Less talked about is Chavez’s admission that the current prices are the result of a speculative bubble which, if it bursts, could send oil prices crashing back down to as low as $70 per barrel and about $1.85 per gallon at the pump.

Sounds like Hugo’s playing it both ways so he can claim to be correct no matter what happens; but remember, WonderfulPessimist.com isn’t about to be outdone by a South American dictator. You read it here first two months ago: $500 per barrel, $22.50/gallon.

Our rationale? Well, hell, it’s as good and as based in fact as anyone else’s wild-ass guess, whether they live in the Middle East, the Outer Banks, Venezuela or Minnesota!

Sex for… gas?

The Web site The Smoking Gun is reporting that Angela Eversole, 34, of Kentucky is facing prostitution charges after an arrest last weekend; according to reports, Eversole was nabbed at a Days Inn hotel for offering sexual services in exchange for a $100 Speedway gas card… or, about 25 gallons of gas.

The court documents had no custom boxes to record the exact nature of the charges, and so they had to be explained in the comment section. Apparently there were other gifts and trinkets offered to Eversole by her alleged customer, Kenneth Nowak, but the Speedway gas card held the highest value.

Of course, a $100 Speedway gift card won’t get you as far as it used to; but then, it’s of no use behind bars anyway.

McCain’s electric car contest

Hoping to put a shine on his environmental suit of armor while not completely abandoning free-market solutions, GOP Presidential nominee John McCain on Monday proposed a $300 million award for the first person to, “an automobile battery that far surpasses existing technology.” To claim the prize, the car model would have to “deliver power at 30 percent of current costs and have “the size, capacity, cost and power to leapfrog the commercially available plug-in hybrids or electric cars.”

It’s a unique idea that depends both on the capitalistic drive toward innovation and American ingenuity. The prize would equate to $1 from every American, and would result in a new generation of automobiles that would divorce America from its dependance on fossil fuels, not for reasons of so-called “global warming,” but as a way to save people money, an everyday pocketbook concern.

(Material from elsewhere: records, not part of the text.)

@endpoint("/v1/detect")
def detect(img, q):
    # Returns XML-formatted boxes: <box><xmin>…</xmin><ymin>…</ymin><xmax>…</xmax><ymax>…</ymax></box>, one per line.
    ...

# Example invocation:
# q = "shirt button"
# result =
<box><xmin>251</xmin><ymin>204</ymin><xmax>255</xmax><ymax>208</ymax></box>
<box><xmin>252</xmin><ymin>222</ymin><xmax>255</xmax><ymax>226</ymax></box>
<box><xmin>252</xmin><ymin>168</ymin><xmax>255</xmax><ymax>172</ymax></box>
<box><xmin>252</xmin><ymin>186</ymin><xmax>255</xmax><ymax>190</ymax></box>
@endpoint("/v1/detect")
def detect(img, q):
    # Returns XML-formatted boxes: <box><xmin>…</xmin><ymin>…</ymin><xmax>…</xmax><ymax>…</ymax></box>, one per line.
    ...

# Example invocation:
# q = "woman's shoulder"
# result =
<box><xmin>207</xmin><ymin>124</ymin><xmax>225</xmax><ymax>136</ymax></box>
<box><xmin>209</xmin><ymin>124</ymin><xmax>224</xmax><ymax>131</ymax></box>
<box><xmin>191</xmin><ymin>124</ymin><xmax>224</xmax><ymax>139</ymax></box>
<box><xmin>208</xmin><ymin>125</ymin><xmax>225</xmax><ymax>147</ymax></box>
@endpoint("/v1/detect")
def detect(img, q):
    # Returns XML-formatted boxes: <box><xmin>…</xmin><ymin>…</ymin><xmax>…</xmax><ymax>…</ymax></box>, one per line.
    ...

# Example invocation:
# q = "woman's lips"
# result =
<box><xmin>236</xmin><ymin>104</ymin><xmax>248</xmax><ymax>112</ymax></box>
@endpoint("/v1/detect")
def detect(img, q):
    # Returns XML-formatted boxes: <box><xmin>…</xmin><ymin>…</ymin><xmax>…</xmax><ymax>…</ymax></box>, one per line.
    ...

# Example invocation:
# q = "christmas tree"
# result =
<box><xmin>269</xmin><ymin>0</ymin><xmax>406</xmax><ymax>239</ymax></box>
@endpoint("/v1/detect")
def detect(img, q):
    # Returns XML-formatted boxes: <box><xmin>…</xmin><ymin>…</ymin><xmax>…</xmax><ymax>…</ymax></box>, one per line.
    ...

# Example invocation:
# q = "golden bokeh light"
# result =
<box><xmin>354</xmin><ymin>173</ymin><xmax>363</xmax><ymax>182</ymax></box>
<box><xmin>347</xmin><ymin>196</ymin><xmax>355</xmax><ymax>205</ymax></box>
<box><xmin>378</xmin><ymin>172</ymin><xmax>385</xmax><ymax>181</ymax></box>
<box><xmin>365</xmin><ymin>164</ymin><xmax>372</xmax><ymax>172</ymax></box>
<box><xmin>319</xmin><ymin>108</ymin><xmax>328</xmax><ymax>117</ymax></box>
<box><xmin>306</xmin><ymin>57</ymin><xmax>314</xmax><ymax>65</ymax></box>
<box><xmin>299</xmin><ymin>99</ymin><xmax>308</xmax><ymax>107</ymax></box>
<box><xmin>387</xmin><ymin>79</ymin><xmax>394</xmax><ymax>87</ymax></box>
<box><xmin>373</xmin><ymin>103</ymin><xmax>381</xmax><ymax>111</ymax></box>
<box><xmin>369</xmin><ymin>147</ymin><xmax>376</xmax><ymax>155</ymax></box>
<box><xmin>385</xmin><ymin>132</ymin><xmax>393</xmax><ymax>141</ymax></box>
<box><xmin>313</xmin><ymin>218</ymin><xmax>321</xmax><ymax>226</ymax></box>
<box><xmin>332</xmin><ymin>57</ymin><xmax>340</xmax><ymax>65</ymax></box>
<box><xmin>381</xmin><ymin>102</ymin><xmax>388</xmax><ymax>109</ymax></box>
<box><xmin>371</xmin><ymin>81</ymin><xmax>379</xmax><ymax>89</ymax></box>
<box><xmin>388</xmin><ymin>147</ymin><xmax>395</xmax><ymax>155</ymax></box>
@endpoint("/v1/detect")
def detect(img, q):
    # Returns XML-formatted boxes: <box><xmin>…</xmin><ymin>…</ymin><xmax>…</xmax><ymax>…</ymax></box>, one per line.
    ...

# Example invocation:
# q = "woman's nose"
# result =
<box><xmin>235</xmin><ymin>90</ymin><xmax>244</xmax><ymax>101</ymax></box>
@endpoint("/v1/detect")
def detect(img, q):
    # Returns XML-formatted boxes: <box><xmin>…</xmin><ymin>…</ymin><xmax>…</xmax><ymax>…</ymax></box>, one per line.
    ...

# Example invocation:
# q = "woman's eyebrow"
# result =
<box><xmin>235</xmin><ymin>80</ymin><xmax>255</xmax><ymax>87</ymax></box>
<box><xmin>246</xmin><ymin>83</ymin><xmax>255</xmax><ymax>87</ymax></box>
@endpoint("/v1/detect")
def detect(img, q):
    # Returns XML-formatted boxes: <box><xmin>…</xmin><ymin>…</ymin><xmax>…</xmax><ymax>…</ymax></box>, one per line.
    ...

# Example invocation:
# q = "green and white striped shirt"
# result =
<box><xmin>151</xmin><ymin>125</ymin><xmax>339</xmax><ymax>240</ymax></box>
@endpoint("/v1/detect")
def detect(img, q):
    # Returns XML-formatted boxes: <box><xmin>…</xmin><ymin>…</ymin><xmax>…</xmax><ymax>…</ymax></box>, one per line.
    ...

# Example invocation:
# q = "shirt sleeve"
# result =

The foundations of such a solution have already been laid; the Science Channel recently aired a Mythbusters Young Scientists Challenge that featured electric cars that are equal or superior in speed and power to gas models. If such designs can be refined and made economically viable for commercial use without the long recharge times or the severely limited travel radiuses, it would certainly be an economic boon to the US economy, currently weighed down by gasoline costs.

Who would have thought that some of the most innovative ideas on energy reform would come from one of the oldest men to ever run for president?

Drill here, drill now, pay less

California auto insurance may soon be cheaper than a gallon of gas in California if prices keep rising out of control. OPEC, perhaps a bit worried by John McCain’s commitment to increased drilling in the US under the “Drill Here, Drill Now, Pay Less” campaign, has become divided as Saudi Arabia has pledged to increase production by an additional 200,000 barrels a day by July, and up by nearly 3 million barrels per day by the end of 2009.

In spite of these aggressive new commitments, demand continues to outpace supply and refinery capacity, rising at a pace this year of about 1 percent, with production rising by only one-fifth of that pace. Clearly, depending on OPEC is not a winning strategy to guarantee future oil supplies and low prices going forward. Drill here, drill now, pay less.